Israel resumed its air strikes in the Gaza Strip on Wednesday a day after holding its fire in deference to an Egyptian-proposed cease-fire deal that failed to get accepted by Hamas.
The house of top Hamas official Mahmoud al-Zahar was bombed and destroyed by the Israeli Air Force, in the first
The IDF said on Wednesday it had sent out warning messages to residents in the northern Gaza Strip to evacuate their homes ahead of renewed attacks.
Palestinian officials said residents in two Gaza City neighborhoods had received the warnings but Gaza Interior Ministry told people not to heed the Israeli messages and dismissed them as psychological warfare.
Gaza terrorists kept up rocket salvoes into Israel, firing more than 150 rockets at Israel since Tuesday, when the truce was to begin.
Under the blueprint announced by Egypt - Gaza’s neighbor and whose military-backed government has been at odds with Islamist Hamas - a mutual “deescalation” was to have begun at 9 a.m. on Tuesday with hostilities ceasing within 12 hours.
Hamas’ armed wing, the Izz el-Deen al-Qassam Brigades, rejected the cease-fire deal and said its battle with Israel would “increase in ferocity and intensity”.
However, Moussa Abu Marzouk, a Hamas political official who was in Cairo, said the movement, which is seeking a deal that would ease the Egyptian and Israeli border restrictions throttling Gaza’s economy, had made no final decision on Cairo’s proposal.
Israel, citing the persistent salvoes, resumed attacks in Gaza six hours after implementation of the truce was to have begun. The military said it targeted at least 20 of Hamas’ hidden rocket launchers, tunnels and weapons storage facilities. Prime Minister Benjamin Netanyahu said in broadcast remarks late on Tuesday that Israel had no choice but to “expand and intensify” its campaign on Hamas, though he did not specifically mention the possibility of a ground incursion. "Hamas chose to continue the battle and it will pay a price for that decision," Netanyahu said, adding: "When there is no cease-fire, our answer is fire.''
The Israeli Security Cabinet which met into the early hours of Wednesday had discussed a limited ground operation, an Israeli official was quoted by the 'Reuters' news agency as saying.
One Israeli was killed in an attack. Dror Hanin, 37, succumbed to his wounds on Tuesday after being hit by Gaza mortar fire near the Erez Crossing, marking Israel's first fatality during Operation Protective Edge. Hanin was a civilian who had come to bring food and drinks to soldiers serving on the Gaza border.
Israel’s Iron Dome anti-missile system intercepted 20 of the Hamas projectiles, including two over the Tel Aviv area, and the rest caused no damage or casualties.
Israel has mobilized tens of thousands of troops for a threatened invasion into the enclave, that is home to 1.8 million Palestinians, if the rocket volleys persisted.

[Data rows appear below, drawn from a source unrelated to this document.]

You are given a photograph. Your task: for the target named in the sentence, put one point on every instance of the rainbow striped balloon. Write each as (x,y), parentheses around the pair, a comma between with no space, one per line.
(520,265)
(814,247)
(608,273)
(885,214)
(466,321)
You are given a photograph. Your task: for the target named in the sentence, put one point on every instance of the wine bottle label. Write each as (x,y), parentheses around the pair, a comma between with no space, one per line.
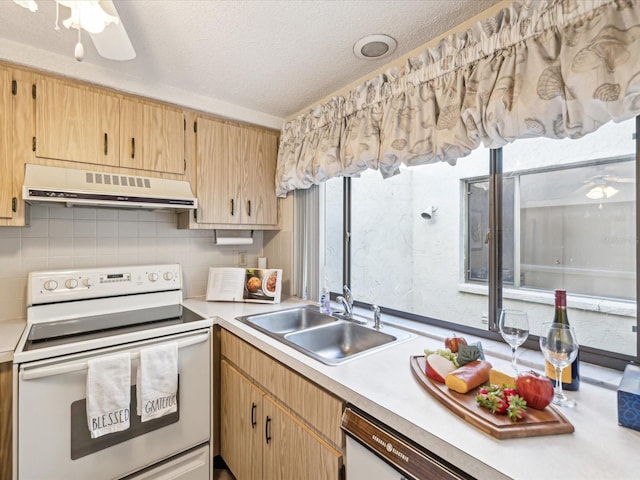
(550,371)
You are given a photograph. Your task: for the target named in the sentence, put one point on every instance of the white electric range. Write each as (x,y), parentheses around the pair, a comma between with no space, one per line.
(77,315)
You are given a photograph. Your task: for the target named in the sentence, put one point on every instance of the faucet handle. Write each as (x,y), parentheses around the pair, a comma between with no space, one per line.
(377,324)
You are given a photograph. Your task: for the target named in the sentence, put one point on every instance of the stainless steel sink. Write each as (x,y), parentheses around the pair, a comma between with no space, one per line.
(292,320)
(326,338)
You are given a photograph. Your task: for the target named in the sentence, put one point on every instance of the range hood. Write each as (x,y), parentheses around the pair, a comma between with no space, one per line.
(44,184)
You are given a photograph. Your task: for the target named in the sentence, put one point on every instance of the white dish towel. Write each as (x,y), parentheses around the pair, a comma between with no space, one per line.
(157,381)
(108,394)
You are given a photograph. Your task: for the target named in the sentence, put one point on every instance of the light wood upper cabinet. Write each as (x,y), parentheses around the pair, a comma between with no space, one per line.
(258,176)
(5,419)
(235,174)
(214,189)
(6,159)
(151,137)
(76,123)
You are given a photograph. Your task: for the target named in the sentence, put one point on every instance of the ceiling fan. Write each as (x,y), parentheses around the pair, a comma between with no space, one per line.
(100,19)
(601,186)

Speaking in Vienna, US Secretary of State John Kerry supported Israel: “I cannot condemn strongly enough the actions of Hamas in so brazenly firing rockets, in multiple numbers, in the face of a goodwill effort (to secure) a cease-fire.”
Palestinian President Mahmoud Abbas, who reached an agreement with Hamas in April that led to the formation of a unity government last month, called for acceptance of the proposal, the official Palestinian news agency WAFA said.
Abbas was expected to arrive in Cairo on Wednesday for talks with President Abdel Fattah al-Sisi, the Palestinian leader’s spokesman said. The Arab League, at a meeting on Monday, also welcomed the cease-fire plan. Under the proposal announced by Egypt’s Foreign Ministry, high-level delegations from Israel and the Palestinian factions would hold separate talks in Cairo within 48 hours to consolidate the cease-fire with “confidence-building measures”.